Le froid y est si âpre, qu'un frère revenant de la fontaine où il allait prendre de l'eau qui leur était nécessaire, fut obligé de s'approcher du feu pour déprendre ses mains qui étaient gelées à la cruche qu'il portait, et parmi les rigueurs d'un pays si fâcheux, ces bons religieux paraissaient immobiles comme des statues dans l'exercice de la sainte oraison, qui leur était presque continuelle ; les mets les plus délicats de leur pauvre table n'était que des pois, encore le frère cuisinier (si l'on l'appeler de la sorte, car hélas ! quelle cuisine !) proposa aux Pères, qu'il semblait qu'il suffisait d'en faire cuire une seul jour pour tout le reste de la semaine, et que ce serait le moyen de trouver plus de temps pour la sainte oraison.
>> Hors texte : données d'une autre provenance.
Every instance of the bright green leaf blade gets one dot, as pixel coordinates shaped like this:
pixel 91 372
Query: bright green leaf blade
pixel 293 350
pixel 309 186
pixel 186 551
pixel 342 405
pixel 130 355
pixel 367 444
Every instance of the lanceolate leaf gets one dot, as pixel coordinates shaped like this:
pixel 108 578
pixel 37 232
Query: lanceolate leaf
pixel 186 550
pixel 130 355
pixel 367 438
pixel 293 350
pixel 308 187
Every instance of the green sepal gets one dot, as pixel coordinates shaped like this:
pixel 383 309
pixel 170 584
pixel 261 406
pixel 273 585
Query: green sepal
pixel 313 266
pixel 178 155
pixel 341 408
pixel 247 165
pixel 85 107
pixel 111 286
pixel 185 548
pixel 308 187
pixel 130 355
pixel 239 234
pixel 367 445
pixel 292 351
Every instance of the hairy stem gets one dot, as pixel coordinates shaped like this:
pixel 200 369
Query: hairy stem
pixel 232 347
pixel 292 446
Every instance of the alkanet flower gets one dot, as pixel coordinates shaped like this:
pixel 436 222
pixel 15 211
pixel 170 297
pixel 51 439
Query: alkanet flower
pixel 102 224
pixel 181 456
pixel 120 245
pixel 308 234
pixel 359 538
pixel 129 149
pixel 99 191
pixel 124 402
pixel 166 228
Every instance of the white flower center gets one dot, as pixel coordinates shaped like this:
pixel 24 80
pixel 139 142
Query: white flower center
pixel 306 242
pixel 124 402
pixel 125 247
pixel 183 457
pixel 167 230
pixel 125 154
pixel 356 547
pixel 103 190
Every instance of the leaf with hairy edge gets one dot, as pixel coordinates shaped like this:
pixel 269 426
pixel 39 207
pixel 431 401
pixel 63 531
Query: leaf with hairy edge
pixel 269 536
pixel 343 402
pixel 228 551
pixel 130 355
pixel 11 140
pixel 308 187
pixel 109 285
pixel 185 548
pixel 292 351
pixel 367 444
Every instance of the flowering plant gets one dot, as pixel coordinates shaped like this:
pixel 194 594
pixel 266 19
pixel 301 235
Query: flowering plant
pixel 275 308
Cette proposition fut reçue avec joie du supérieur et de la communauté, et l'on trouva que c'était trop donner au corps que de lui faire cuire tous les jours ce qui lui était nécessaire pour le soutenir faiblement, et que d'autre part, ce soin ne donnait pas assez de temps au bon frère pour l'exercice de la contemplation.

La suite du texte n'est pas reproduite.